One story is told by Chuck Okamoto, a member of the Green Berets who was sent with a group of eight comrades into a Vietnamese army compound to "extract" an enemy officer for interrogation. When enemy flares lit up the area, it was clear they were facing thousands of agitated enemy soldiers, and Okamoto called for air support. He was told it would take thirty minutes; he replied he only had three minutes, and to his relief was told something could be arranged. Almost immediately the whole area just blew up, turned into a desert in sixty seconds. The guns of the New Jersey, twenty miles away, had picked off the target. The story got more than average attention because Okamoto's father was Lyndon Johnson's personal photographer, and Lyndon called up to congratulate.
A number of similar stories led to the idea that naval gunfire might have destroyed some bridges in Vietnam which cost the Air Force many lost planes vainly trying to bomb, but, as the stories go, the Air Force just wouldn't permit a naval infringement of its turf. This sort of second-guessing is sometimes put down to inter-service rivalry, but it seems more likely to be just another technology story of air power gradually supplanting naval artillery. Plenty of battleships were sunk by bombs and torpedo planes before the battleship just went away. If you sail the biggest, baddest battleship in world history, naturally you regret its passing.
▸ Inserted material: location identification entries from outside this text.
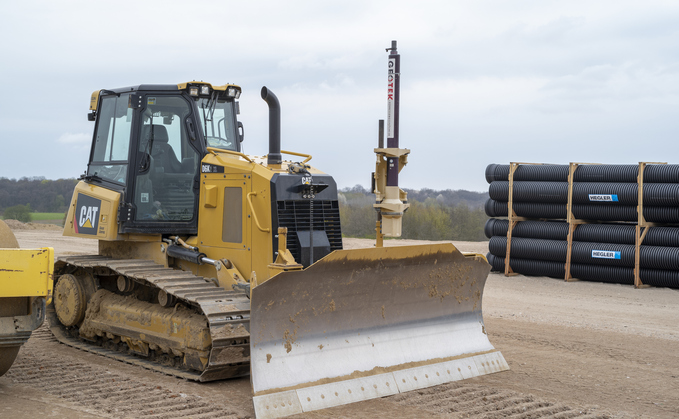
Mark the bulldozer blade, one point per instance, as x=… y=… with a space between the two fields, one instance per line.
x=367 y=323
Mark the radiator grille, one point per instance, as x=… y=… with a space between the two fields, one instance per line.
x=295 y=215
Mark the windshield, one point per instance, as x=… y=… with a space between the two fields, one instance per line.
x=217 y=119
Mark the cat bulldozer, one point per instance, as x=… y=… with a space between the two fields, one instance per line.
x=215 y=264
x=25 y=290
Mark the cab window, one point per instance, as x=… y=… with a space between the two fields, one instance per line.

Tourists will forever be intrigued by the "all or nothing" construction of the New Jersey. Not only are the big guns surrounded by steel armor three feet thick, the whole turret for five stories down into the hold is similarly encased in a steel fortress. This design traces back to the battle of Jutland, where a number of battle cruisers were blown up because the ammunition was stored in areas of the hold not nearly so protected as the gun itself. Putting it all within a steel cocoon lessened that risk, and had the side benefit that when ammunition accidentally exploded, the damage was confined within the cocoon. It must have been pretty noisy inside the turret when it was hit, sort of like being inside the Liberty Bell when it clangs. But not so; stories have been told of turrets hit by 500 pound bombs which the occupants didn't even notice. The term "all or nothing" refers to the fact that the gun turrets are sort of passengers inside a relatively unprotected steering and transportation balloon. In order to save weight, most of the armor protection is for the gun. That's a 16/50, by the way. Sixteen inches in diameter, and fifty times as long. With the weight distributed in this odd manner, the Iowa class of dreadnought was more likely to capsize than to sink. Accordingly, the interior of the hull is broken up into watertight compartments, serviced by an elaborate pumping system. Water could be pumped around to re-balance a flooded hull perforation, certainly a tricky problem under battle conditions.